In research shared with TechCrunch, cloud security startup Wiz said it discovered a GitHub repository belonging to Microsoft’s AI research division as part of ongoing work into accidental exposure of cloud-hosted data.
Readers of the GitHub repository, which provides open source code and AI models for image recognition, were instructed to download the model from an Azure storage URL. However, Wiz discovered that this URL was configured to grant permissions to the entire storage account, which accidentally exposed additional private data.
The data included 38 terabytes of sensitive information, including personal backups of two Microsoft employees’ personal computers. The data also includes passwords to Microsoft services, secret keys and other sensitive personal data, including 30,000 internal Microsoft Teams messages from hundreds of Microsoft employees.
The URL that exposed this data from 2020 was also misconfigured to allow “full control” instead of “read-only” permissions, according to Wiz, meaning anyone who knew where to look could potentially delete, change, and inject malicious content. can give its contents.
Wiz notes that the storage account was not directly disclosed. Instead, Microsoft AI developers included a super-permissive Shared Access Signature (SAS) token in the URL. SAS Tokens are a mechanism used by Azure that allows users to create shareable links by providing access to Azure Storage Account data.
“AI opens up enormous potential for tech companies,” Viz co-founder and CTO Ami Luttwak told TechCrunch. “However, as data scientists and engineers race to bring new AI solutions into production, the large amounts of data they handle require additional security checks and security measures. As many development teams need to handle large amounts of data, share it with their peers, or collaborate on public open-source projects, cases like Microsoft’s are becoming increasingly difficult to monitor and avoid.
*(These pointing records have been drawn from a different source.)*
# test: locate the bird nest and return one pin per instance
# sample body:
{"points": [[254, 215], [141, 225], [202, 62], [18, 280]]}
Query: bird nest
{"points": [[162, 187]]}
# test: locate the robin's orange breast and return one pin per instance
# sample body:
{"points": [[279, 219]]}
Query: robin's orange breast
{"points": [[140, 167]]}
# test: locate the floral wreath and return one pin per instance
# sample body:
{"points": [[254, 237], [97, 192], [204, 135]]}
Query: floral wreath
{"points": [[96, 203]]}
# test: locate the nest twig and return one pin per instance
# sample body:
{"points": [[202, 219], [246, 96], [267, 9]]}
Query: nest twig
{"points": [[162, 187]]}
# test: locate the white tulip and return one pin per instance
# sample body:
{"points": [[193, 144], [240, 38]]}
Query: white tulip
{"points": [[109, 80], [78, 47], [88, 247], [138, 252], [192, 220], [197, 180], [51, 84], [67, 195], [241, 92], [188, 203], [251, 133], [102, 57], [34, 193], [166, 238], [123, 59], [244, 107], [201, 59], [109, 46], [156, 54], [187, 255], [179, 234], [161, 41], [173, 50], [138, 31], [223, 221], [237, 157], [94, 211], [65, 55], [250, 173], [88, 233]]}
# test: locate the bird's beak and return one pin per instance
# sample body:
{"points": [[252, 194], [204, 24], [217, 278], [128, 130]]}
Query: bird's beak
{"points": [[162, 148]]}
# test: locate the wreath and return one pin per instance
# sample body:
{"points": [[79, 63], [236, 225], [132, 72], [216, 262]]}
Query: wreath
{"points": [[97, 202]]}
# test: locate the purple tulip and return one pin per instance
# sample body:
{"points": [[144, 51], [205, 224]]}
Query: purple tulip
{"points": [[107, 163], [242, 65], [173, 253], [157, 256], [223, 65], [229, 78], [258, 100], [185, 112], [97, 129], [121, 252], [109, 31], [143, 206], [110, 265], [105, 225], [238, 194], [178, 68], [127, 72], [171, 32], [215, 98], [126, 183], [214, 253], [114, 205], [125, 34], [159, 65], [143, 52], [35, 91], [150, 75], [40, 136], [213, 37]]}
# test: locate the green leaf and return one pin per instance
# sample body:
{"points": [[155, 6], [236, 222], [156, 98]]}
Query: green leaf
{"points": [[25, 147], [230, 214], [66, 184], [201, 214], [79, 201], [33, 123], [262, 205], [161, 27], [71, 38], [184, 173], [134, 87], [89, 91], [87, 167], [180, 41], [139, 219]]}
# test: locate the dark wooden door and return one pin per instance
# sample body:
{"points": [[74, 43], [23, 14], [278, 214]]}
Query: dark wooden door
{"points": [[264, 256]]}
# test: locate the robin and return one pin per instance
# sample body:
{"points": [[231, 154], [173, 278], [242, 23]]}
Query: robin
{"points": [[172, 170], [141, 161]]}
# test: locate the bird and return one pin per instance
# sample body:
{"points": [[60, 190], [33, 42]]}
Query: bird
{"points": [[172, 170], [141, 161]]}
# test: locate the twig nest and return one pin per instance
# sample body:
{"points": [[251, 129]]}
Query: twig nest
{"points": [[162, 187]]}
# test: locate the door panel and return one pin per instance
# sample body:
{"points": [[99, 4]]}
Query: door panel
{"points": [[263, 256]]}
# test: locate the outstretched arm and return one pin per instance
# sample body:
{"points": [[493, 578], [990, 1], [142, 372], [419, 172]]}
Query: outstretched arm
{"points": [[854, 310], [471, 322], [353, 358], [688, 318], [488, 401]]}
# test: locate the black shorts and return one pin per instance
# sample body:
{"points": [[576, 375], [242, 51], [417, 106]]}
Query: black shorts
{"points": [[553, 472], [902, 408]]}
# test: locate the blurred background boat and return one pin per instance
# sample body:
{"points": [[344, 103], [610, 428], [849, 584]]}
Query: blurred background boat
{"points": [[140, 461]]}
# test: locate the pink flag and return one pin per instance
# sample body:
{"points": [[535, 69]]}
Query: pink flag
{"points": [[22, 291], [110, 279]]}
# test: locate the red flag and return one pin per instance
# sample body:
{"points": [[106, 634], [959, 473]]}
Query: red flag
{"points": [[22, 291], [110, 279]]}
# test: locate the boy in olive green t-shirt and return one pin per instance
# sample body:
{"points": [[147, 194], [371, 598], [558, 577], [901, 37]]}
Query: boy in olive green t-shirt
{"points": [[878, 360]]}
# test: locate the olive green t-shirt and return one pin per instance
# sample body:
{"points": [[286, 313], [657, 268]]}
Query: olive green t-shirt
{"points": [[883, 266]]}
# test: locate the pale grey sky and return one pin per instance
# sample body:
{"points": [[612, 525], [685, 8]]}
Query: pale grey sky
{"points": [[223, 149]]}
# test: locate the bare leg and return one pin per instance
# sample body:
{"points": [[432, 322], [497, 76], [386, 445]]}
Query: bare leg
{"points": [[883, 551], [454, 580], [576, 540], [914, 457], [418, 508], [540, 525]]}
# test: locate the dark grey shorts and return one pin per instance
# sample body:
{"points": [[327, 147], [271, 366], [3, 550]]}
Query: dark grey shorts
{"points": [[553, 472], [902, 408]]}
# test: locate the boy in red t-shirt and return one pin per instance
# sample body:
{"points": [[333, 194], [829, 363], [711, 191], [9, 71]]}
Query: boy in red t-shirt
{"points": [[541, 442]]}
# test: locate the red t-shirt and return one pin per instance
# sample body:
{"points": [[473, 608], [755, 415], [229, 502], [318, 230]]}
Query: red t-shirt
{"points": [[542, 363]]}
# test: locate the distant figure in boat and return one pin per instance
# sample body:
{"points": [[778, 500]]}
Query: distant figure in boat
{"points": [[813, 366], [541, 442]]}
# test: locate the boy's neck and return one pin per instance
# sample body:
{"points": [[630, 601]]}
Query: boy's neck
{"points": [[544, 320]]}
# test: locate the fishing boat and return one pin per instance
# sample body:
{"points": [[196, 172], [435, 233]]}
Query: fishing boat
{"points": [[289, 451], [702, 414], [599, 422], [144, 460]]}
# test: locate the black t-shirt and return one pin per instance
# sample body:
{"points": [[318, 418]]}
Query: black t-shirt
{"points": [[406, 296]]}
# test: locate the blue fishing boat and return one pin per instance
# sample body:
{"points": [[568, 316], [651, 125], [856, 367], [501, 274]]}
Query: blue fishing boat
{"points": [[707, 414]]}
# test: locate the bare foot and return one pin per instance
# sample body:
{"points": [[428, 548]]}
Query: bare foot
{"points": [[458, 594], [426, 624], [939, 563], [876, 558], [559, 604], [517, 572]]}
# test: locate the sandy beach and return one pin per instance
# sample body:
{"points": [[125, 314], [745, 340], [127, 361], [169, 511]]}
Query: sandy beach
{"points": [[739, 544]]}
Wiz said it shared its findings with Microsoft on June 22, and Microsoft canceled SAS tokens two days later on June 24. Microsoft said on August 16 that it had completed its investigation into the potential organizational impact.
In a blog post shared with TechCrunch ahead of publication, Microsoft’s Security Response Center said “no customer data was exposed and no other internal services were compromised by this issue.”
Microsoft said that as a result of Wiz’s research, it has expanded GitHub’s secret spawning service, which monitors all public open-source code changes for plaintext exposure of credentials and other secrets, to include any SAS tokens that have higher permissions or privileges.